Your brain is good for creating ideas. Paper is great for storing ideas.

If I hadn’t wimped out of that Secret of My Success meme awhile back, I would’ve submitted the fact that I’m always packing paper and pen. When I can’t use paper, I use Jott.

I drove an hour last week and left myself seventeen Jotts all relating to the same opener question (the one about Hawaii) all evenly dispersed over the drive, each of which flew from my cell to my gmail box in time for my arrival.

The thing is: Jotts beget more Jotts.

I use the drafts feature of WordPress to store post ideas.

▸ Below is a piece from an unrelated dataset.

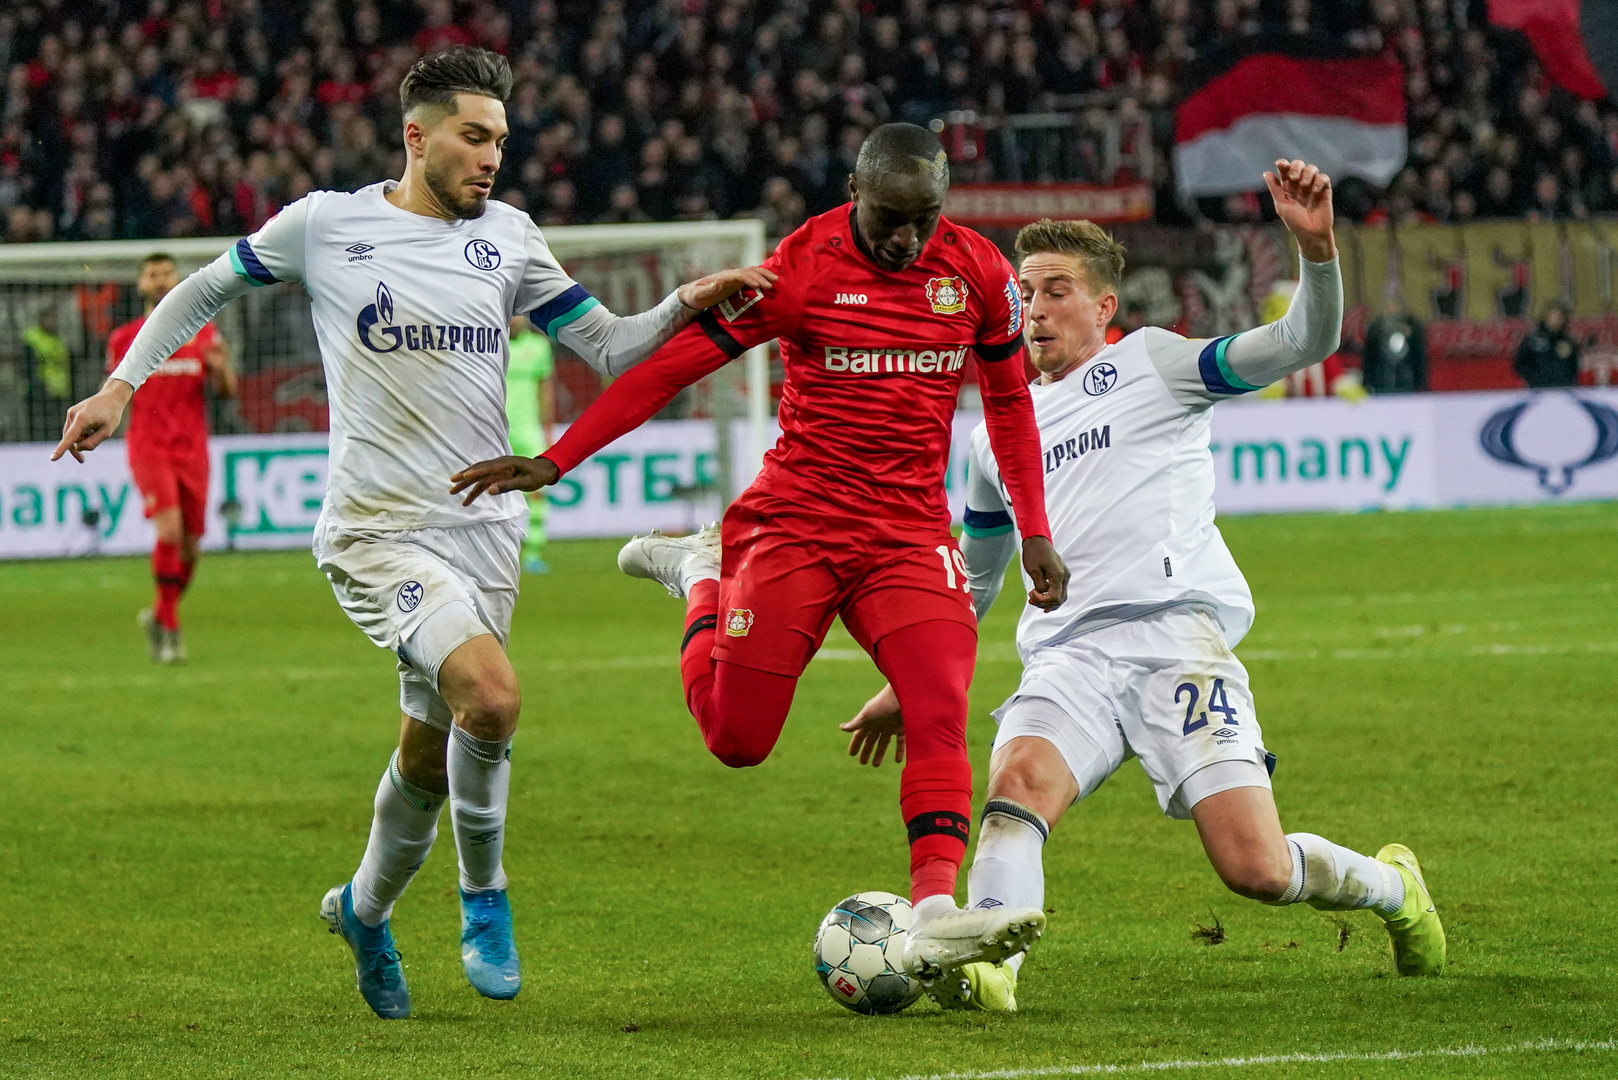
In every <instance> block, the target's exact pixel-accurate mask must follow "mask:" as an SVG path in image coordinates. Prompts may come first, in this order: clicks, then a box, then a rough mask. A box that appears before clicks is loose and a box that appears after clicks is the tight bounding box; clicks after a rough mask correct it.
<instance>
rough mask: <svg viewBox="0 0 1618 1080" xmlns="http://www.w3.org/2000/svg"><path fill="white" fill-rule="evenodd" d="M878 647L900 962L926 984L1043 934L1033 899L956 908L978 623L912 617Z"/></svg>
mask: <svg viewBox="0 0 1618 1080" xmlns="http://www.w3.org/2000/svg"><path fill="white" fill-rule="evenodd" d="M875 654H877V656H875V659H877V667H880V669H882V674H883V675H887V677H888V682H890V683H892V685H893V691H895V693H896V695H898V701H900V709H901V711H903V714H904V721H906V722H904V738H906V753H908V758H906V761H904V772H903V774H901V777H900V805H901V810H903V816H904V823H906V831H908V832H909V839H911V905H913V907H914V910H916V923H914V925H913V926H911V931H909V936H908V939H906V942H904V967H906V970H909V972H911V973H913V975H917V976H919V978H921V980H922V984H924V986H929V991H932V989H934V986H932V984H942V983H947V981H948V978H950V975H951V973H953V972H958V970H959V968H961V965H964V963H974V962H989V963H998V962H1000V960H1005V959H1006V957H1011V955H1016V954H1019V952H1023V950H1024V949H1027V947H1029V946H1031V944H1032V942H1034V941H1037V939H1039V936H1040V934H1042V933H1044V929H1045V915H1044V912H1042V910H1039V908H1032V907H997V908H968V910H964V912H963V910H959V908H956V907H955V882H956V874H958V873H959V866H961V860H963V858H964V857H966V840H968V837H969V834H971V810H972V767H971V763H969V759H968V756H966V691H968V688H969V687H971V682H972V667H974V664H976V661H977V631H976V630H974V628H972V627H968V625H966V623H959V622H947V620H934V622H924V623H916V625H913V627H904V628H901V630H896V631H893V633H890V635H887V636H885V638H882V641H879V643H877V648H875Z"/></svg>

Writing down a new idea plus a few supporting notes as they strike costs me nothing. More ideas come.

Making that slideshow, I stored the shot list in GoogleDocs, refreshing it constantly. My brain fully accustomed to the filling/emptying cycle, more shot ideas came.

This is, of course, a founding principle of my trademarked pedagogy, Method Teaching™, which has been optioned for immediate textbook adoption by McDougal-Littel: stay receptive to interesting things and you can’t help but become interesting yourself. Method Teaching and Method Rapping both derive from the same strategies.And any similarity to David Allen’s Getting Things Done system is, I swear, purely coincidental.

True, sometimes it gets out of control.

But I think Young Wheezy would agree with me that a surplus of creativity is always preferable to its absence.